Cumhurbaşkanı Recep Tayyip Erdoğan, "Hakkımız tam manasıyla teslim edilmese dahi günümüzün bilim ve kültür mirasına milletimizin yaptığı katkı göz ardı edilemeyecek kadar büyüktür. İlme ne zaman hak ettiği kıymeti vermişsek, kitaba ve bilgiye ne zaman dört elle sarılmışsak dünya tarihine geçen en büyük başarılarımızı işte o zaman elde etmişiz." dedi.
Erdoğan, Beştepe Millet Kütüphanesi'nde, Kütüphane 5.0 ve İnsan Merkezli Dijital Dönüşüm Uluslararası Konferansı'na katıldı.
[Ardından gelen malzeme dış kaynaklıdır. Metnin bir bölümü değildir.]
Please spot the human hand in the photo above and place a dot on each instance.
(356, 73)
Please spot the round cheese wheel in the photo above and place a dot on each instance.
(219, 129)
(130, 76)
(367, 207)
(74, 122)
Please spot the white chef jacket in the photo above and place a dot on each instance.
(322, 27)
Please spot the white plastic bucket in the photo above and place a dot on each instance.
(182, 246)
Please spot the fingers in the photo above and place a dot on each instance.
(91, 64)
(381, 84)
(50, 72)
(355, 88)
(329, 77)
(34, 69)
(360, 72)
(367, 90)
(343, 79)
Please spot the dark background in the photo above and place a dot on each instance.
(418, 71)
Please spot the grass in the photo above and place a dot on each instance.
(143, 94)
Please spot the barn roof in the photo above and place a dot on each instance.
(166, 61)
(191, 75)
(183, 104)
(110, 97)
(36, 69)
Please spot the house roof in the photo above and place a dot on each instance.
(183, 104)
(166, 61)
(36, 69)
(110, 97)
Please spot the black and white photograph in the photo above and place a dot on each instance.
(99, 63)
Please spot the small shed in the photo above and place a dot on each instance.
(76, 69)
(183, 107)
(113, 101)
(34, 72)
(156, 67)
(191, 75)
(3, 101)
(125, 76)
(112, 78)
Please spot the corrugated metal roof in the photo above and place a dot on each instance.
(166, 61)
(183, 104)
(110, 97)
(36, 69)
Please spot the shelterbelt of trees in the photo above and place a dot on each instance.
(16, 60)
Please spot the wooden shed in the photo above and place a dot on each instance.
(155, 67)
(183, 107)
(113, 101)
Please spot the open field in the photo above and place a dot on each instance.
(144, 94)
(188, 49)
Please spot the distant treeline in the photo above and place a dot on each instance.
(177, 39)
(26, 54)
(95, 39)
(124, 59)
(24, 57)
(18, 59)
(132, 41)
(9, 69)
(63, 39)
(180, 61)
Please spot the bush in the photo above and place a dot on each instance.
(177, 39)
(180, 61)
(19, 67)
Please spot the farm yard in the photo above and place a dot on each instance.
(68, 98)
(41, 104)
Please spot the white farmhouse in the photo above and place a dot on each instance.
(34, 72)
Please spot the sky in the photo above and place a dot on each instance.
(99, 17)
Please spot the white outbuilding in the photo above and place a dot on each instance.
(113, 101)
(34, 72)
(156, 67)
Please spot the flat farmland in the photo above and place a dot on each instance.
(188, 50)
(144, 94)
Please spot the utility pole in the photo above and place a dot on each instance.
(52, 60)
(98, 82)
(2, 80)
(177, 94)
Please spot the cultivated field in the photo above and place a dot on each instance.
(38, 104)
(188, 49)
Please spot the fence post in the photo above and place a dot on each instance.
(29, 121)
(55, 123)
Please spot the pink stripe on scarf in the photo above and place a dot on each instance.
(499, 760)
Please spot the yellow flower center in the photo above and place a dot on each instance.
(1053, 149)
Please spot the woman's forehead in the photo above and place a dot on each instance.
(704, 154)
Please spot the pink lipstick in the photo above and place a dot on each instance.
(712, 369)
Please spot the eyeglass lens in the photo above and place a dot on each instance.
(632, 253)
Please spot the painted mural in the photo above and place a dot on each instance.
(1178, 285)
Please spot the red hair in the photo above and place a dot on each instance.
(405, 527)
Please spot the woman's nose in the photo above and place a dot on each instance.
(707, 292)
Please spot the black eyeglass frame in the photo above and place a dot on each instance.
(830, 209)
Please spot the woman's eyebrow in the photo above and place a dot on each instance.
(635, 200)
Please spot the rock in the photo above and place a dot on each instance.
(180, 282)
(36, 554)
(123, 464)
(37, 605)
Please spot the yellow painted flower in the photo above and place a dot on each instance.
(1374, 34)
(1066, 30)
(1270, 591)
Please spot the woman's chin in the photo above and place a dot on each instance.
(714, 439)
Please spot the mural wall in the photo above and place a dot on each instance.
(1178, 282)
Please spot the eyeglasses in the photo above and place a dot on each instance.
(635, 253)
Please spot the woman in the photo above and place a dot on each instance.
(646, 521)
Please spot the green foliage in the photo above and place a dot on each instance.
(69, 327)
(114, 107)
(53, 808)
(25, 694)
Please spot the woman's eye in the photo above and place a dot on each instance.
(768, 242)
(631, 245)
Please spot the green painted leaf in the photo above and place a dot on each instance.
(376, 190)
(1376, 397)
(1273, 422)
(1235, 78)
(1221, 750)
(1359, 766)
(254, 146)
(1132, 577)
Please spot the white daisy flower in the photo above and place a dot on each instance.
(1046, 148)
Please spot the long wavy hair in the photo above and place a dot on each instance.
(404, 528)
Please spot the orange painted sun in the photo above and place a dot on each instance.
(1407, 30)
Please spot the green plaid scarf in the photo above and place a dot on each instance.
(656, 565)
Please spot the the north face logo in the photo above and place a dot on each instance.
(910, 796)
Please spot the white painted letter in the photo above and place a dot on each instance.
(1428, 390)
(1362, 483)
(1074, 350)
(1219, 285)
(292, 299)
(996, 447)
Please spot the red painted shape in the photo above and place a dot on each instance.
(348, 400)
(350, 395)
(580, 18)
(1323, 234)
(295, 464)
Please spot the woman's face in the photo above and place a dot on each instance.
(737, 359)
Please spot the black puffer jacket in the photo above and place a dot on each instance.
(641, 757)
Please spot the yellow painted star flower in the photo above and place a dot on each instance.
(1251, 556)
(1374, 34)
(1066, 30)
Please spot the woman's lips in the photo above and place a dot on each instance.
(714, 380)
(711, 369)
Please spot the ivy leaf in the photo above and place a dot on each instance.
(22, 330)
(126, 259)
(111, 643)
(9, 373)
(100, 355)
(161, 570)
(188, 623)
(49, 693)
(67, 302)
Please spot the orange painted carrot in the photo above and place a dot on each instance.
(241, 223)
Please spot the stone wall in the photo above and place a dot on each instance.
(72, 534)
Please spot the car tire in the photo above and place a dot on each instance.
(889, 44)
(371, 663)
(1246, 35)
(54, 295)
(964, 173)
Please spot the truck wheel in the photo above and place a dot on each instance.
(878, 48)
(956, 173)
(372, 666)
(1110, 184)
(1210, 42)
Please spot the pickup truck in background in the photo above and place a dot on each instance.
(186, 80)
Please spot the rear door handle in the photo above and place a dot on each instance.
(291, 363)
Burada konuşan Erdoğan, farklı alanlarla ortaya koydukları eser ve ürünlerle ufukları aydınlatan ilim ve kültür erbabına şükranlarını iletti. Ebediyete irtihal eden kütüphanecileri, aydınları, sanatçıları, çalışmalarıyla ülkeye ve insanlığa katkı yapanları rahmetle yad eden Erdoğan, Türk kütüphaneciliğinin bugünlere gelmesinde emeği ve katkısı olan, ömrünü kütüphaneciliğe adayan tüm kitap sevdalılarına teşekkürlerini sundu.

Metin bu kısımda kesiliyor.